Audio Podcast on State Food Crimes


Audio Podcast on State Food Crimes



Readers of this blog over the last four years might have noticed that I have posted several entries on North Korea, Zimbabwe, Venezuela and Israel and West Bank/Gaza.  That is because I have been writing a book entitled State Food Crimes, which is scheduled for publication by Cambridge University Press on August 15, 2016.
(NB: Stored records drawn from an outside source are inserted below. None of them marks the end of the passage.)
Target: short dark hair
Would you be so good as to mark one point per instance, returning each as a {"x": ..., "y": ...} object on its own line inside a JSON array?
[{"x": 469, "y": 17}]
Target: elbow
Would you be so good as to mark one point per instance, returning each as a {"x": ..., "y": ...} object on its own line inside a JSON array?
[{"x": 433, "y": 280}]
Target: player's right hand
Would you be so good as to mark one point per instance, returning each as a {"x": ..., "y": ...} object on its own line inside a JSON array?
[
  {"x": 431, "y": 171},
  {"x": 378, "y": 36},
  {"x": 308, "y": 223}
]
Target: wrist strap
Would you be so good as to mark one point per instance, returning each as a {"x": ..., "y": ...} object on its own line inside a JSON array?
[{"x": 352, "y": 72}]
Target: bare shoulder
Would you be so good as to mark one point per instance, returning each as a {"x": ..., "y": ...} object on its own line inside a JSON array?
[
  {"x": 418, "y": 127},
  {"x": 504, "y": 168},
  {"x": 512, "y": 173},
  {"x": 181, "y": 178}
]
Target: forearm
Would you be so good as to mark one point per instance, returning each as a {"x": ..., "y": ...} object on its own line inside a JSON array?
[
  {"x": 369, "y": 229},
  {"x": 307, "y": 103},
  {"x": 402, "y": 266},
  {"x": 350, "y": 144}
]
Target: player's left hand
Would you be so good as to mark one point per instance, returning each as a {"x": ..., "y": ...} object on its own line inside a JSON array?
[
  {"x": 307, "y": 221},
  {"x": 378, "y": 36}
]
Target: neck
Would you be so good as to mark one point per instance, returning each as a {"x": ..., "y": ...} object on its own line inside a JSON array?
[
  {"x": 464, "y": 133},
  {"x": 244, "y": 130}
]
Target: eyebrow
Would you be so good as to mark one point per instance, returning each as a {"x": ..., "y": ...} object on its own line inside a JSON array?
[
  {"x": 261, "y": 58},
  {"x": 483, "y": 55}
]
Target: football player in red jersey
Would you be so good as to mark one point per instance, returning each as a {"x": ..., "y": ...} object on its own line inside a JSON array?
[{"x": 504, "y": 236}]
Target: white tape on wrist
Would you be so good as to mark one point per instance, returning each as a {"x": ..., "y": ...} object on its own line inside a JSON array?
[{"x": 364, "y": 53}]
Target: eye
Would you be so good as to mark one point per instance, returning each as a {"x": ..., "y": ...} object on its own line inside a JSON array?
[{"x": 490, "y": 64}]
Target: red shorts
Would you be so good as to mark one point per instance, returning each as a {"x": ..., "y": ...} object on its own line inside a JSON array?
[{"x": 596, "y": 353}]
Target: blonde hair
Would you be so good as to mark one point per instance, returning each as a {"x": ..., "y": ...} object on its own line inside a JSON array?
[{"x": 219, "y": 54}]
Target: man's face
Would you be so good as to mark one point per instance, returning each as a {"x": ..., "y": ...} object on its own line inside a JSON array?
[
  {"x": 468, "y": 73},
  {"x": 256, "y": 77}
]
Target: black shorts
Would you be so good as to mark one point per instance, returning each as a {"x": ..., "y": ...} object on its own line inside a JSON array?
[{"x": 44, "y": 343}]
 Recently my colleague Todd Landman of the University of Nottingham interviewed me about this book for a 22-minute audio podcast. The podcast is called “Digesting Food Crimes: is there an appetite for Prosecution?” and is published by The Rights Track: Sound Evidence on Human Rights.  Here is the link:








And here is a brief summary of the book.



Governments sometimes introduce policies that cause malnutrition or starvation among their citizens or others for whom they are responsible. After an introduction on the right to food, Part I discusses historical cases; communist famines (Ukraine 1932-33; China 1958-62; Cambodia 1975-79); and neglect of starvation by democratic states (Ireland 1840s; Germany post-WWI; Canadian Aboriginals 1870s). Part II discusses contemporary starvation (North Korea) and malnutrition (Zimbabwe, Venezuela, and the West Bank and Gaza). Part III uses the cases in Part II to analyse international law (the law of genocide, crimes against humanity, refugee law, and penal starvation); sanctions and food aid, and civil and political rights as they pertain to the right to food. It also includes a chapter on the right to food in advanced capitalist democracies, focusing on Canadian Aboriginals, and concludes with a brief consideration of the need for a new international treaty on the right to food.



If anyone would like to know what I have been working on for the last six years without actually reading the book, this podcast will tell you.  Or you might actually decide to read the book as well!